Written February 23, 2019
Take Em Down NOLA, a local protest group in New Orleans, is demanding Zulu Social Aid & Pleasure Club to end their 110-year-old tradition of “blackface.” Making national headlines, USA Today reported in a news conference held on Thursday that the group stated they were dedicated to “removing all symbols of white supremacy in New Orleans.”
According to WWL-TV, Take Em Down are advocating for change because of how the makeup “Reinforces racist stereotypes.” They also demanded the Krewe of Zulu ban wearing dark face paint in the upcoming parade. “It is no longer tenable for Zulu to pretend that wearing blackface is not reinforcing racial stereotyping of black people,” said Take Em Down member Malcolm Suber.

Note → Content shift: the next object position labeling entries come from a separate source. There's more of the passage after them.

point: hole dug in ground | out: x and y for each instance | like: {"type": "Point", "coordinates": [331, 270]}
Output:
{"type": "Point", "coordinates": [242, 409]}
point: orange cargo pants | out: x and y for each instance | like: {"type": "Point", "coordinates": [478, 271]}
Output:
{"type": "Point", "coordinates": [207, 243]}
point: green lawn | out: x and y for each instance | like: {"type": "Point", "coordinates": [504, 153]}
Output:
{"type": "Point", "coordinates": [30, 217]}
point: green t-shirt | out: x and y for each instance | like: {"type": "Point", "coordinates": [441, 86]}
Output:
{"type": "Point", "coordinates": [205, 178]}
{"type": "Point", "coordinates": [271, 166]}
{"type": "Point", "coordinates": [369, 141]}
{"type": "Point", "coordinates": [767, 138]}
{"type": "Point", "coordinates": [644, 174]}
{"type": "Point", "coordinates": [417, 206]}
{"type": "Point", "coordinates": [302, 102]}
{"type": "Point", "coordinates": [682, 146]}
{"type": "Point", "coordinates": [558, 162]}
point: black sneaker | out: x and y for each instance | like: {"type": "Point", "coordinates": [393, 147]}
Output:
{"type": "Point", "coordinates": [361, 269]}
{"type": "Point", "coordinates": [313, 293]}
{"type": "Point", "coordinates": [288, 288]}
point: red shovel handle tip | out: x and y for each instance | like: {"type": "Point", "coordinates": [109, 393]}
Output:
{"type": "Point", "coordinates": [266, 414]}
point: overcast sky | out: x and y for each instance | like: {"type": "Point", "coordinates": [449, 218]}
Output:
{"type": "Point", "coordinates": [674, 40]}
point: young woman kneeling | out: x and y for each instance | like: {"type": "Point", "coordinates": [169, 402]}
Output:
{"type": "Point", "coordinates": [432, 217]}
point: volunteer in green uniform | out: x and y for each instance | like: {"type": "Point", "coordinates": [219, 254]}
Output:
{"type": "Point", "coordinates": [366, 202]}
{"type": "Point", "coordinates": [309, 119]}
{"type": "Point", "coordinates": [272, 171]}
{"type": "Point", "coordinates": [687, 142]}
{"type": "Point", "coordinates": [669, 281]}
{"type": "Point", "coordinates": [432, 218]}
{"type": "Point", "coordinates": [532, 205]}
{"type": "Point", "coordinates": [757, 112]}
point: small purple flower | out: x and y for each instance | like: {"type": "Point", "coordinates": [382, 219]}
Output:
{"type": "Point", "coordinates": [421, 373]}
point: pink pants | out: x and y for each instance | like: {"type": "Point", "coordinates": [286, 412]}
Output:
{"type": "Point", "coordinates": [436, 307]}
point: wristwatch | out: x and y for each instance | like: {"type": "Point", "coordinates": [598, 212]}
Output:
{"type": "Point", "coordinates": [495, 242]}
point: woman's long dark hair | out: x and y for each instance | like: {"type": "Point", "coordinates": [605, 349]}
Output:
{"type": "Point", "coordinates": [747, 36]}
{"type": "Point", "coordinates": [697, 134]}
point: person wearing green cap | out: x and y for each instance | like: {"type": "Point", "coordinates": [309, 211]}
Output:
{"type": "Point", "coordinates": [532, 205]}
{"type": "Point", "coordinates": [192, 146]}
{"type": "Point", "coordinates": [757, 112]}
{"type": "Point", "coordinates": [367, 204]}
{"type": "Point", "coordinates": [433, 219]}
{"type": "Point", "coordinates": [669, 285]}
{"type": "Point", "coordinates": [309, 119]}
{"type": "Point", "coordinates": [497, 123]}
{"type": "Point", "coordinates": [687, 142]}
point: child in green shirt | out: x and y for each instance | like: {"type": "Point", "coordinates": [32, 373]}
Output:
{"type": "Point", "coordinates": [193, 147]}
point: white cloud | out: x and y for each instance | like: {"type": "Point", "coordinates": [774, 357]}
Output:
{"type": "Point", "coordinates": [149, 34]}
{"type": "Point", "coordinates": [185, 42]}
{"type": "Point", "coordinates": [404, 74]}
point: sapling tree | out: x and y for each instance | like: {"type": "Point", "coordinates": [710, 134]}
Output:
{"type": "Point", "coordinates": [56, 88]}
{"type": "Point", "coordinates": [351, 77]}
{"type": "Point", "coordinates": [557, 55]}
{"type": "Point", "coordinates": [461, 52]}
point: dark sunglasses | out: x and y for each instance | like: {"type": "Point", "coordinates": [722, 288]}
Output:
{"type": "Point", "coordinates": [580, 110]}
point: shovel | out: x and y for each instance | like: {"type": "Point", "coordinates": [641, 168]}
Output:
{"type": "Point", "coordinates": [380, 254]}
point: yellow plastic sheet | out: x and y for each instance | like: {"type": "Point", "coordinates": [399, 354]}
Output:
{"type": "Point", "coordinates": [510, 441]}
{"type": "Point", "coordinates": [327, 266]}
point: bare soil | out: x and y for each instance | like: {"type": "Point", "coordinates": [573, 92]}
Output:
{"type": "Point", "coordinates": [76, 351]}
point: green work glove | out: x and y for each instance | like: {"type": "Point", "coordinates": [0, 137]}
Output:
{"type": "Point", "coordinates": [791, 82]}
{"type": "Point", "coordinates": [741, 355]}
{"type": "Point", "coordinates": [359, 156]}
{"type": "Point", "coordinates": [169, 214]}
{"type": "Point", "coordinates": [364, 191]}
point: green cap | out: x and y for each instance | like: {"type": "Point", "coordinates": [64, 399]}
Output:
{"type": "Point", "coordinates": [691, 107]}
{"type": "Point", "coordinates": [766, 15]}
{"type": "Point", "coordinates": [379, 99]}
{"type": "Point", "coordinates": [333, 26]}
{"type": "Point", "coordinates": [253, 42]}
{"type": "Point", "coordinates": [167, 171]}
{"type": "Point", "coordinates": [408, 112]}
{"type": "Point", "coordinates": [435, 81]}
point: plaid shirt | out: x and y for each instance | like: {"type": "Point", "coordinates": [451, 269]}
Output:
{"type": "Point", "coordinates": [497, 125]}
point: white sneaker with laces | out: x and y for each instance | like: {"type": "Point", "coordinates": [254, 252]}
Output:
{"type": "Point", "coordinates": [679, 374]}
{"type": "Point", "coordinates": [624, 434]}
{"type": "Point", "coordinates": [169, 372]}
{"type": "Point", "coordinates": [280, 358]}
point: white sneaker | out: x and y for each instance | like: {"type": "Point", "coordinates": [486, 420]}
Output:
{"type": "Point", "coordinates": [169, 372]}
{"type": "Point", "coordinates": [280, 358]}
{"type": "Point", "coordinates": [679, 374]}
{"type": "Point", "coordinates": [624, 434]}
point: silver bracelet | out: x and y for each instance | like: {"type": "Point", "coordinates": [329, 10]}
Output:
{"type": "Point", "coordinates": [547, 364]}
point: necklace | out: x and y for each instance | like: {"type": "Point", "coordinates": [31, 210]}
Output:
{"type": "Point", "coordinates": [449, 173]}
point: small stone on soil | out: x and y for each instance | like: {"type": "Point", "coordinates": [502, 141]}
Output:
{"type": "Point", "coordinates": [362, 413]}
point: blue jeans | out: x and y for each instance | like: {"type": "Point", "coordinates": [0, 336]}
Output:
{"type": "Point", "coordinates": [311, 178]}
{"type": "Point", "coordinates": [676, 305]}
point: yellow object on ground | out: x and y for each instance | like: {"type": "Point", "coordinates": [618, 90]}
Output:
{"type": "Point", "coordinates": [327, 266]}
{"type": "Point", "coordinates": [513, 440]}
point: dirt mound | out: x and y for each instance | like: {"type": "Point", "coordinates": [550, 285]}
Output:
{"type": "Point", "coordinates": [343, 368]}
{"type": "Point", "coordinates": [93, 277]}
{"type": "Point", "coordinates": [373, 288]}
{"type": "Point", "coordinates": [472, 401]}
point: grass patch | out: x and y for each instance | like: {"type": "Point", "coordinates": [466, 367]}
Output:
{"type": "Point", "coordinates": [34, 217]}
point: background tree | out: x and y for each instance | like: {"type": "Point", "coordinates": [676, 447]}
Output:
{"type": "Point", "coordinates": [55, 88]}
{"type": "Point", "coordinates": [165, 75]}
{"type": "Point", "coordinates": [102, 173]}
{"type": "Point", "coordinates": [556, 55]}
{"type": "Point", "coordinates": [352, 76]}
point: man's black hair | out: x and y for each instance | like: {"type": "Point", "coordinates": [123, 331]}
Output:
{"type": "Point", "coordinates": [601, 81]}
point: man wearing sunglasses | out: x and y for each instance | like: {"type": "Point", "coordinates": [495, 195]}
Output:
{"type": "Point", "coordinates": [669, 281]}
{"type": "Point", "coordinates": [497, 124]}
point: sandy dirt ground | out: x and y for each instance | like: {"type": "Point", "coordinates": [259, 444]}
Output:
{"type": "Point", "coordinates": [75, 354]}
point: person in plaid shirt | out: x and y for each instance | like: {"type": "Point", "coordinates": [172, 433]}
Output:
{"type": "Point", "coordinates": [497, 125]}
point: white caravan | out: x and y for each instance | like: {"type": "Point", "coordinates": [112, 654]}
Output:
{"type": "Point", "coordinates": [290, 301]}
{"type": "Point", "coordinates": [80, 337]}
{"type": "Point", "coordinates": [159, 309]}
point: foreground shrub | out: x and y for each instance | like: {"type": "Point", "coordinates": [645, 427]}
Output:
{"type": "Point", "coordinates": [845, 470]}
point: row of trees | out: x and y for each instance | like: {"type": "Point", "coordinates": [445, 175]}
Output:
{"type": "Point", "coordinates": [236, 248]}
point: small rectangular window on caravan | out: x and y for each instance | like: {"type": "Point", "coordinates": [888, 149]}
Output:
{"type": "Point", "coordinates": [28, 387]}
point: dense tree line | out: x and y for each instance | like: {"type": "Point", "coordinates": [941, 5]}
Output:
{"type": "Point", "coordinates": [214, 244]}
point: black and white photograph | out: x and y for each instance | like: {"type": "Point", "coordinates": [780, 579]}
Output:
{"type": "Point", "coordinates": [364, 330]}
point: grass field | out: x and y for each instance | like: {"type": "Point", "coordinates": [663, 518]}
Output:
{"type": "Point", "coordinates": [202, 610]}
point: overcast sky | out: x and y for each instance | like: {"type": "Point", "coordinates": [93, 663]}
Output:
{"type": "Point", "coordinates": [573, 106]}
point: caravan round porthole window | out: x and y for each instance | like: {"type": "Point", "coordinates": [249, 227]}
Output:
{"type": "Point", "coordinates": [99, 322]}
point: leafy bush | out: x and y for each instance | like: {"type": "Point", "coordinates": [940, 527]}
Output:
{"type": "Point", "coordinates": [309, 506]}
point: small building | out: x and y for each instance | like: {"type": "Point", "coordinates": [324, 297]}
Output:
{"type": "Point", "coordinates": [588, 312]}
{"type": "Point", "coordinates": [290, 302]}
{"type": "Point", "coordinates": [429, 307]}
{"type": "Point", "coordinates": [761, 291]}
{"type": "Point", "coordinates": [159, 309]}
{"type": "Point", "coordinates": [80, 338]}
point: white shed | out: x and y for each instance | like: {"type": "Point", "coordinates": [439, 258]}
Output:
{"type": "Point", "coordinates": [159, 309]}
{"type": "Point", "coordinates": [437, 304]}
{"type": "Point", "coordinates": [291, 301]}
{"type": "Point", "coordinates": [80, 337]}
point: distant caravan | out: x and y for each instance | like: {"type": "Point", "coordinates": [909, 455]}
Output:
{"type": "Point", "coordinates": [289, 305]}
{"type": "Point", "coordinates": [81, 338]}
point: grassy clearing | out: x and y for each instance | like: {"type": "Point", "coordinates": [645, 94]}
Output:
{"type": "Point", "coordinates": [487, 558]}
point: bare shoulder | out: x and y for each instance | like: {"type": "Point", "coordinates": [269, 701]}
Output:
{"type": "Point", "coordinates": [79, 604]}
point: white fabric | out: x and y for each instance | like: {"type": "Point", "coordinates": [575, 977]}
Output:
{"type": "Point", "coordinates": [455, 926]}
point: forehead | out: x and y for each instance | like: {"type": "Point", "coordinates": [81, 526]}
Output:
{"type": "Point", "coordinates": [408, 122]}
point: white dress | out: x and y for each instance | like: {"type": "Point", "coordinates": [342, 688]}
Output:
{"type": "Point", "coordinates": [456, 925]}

Nevertheless, Zulu Social Aid & Club responded to the movement’s requests in an attempt to avert the criticism they’ve received. The club distributed a statement stating Zulu parade costumes “Bear no resemblance to those worn by blackface minstrel performers during the turn of the century.” Additionally, the statement argued Zulu’s costumes are meant to honor South African garments worn by warriors. During the post-Reconstruction era of the South, the club insists poverty made masks unattainable for the Krewe, so makeup was used instead.
The tradition goes back to 1909: a story in which black laborers in New Orleans who called themselves “The Tramps” saw a skit titled “There Never Was and Never Will Be a King Like Me.” The men were so amused by the depiction of the Zulu king that they decided to make it their own Mardi Gras tradition to parade as Zulus themselves.
This is where the controversy strikes: Many members of the group are black and are continuing to stand by the tradition. Suber told Nola.com, “Some traditions are bad traditions.” The important question in 2019 is if the tradition should continue to stand or if it should be completely eradicated — and Zulu will make continuous efforts to uphold it.